Oil prices rose further early Tuesday after the gains recorded at the previous session as more countries began to ease coronavirus lockdowns and crude supply cuts gained traction.
Fuel demand around the world had crumbled by an estimated 30% in April, largely caused by movement restrictions and weak consumption is envisaged to affect the market for months despite output cuts by major oil-producing countries and companies.
Yet, experts believe that swift action by such parties might help reduce the current saturation in the market more quickly.
As of 07:08 West African Time, Brent crude, the benchmark for Nigerian oil grades, had gained $1.35 or 4.96%, selling at $28.55 per barrel.
U.S. West Texas Intermediate (WTI) jumped by $1.81 or 8.88% to $22.20 a barrel.
Nigeria’s premium oil grade, Bonny Light, went up by 24 cents or 1.28% to $18.94 per barrel at Monday’s session, according to oilprice.com.
“The bigger picture, while not great, is looking more constructive as countries around the world are reopening and that’s going to increase oil demand at the same time OPEC-plus is cutting production and production is falling elsewhere around the world due to economics,” said Andy Lipow of Lipow Oil Associates in Houston.
Italy, Finland, Nigeria and a couple of U.S. states were among some countries that moved to ease lockdowns on Monday in an effort to revitalise their economies even though officials warned against moving too fast as COVID-19 cases surpassed 3.5 million and deaths approached one quarter of a million globally.
Goldman Sachs said it was optimistic oil prices would rise next year on the account of lower crude production and partial rebound in oil demand.

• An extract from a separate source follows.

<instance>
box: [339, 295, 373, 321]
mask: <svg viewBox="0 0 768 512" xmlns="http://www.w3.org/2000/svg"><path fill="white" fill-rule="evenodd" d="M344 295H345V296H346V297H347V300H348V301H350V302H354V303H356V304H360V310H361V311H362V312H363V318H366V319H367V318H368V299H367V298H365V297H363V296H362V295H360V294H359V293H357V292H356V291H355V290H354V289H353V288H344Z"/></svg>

The bank ramped up its 2021 projection for Brent from $52.50 per barrel to $55.63 and raised that of WTI from $48.50 to $51.38.
The re-emergence of trade tensions between the U.S. and China however limited the rise in prices.
“Demand growth in China is good for the energy market right now, it is pretty much the only game in town. Even a verbal scrap with President Trump is not good for China demand growth, considering the fragile circumstances the market is currently operating under,” said Bob Yawger, Director of Energy Futures at Japan’s Mizuho Bank.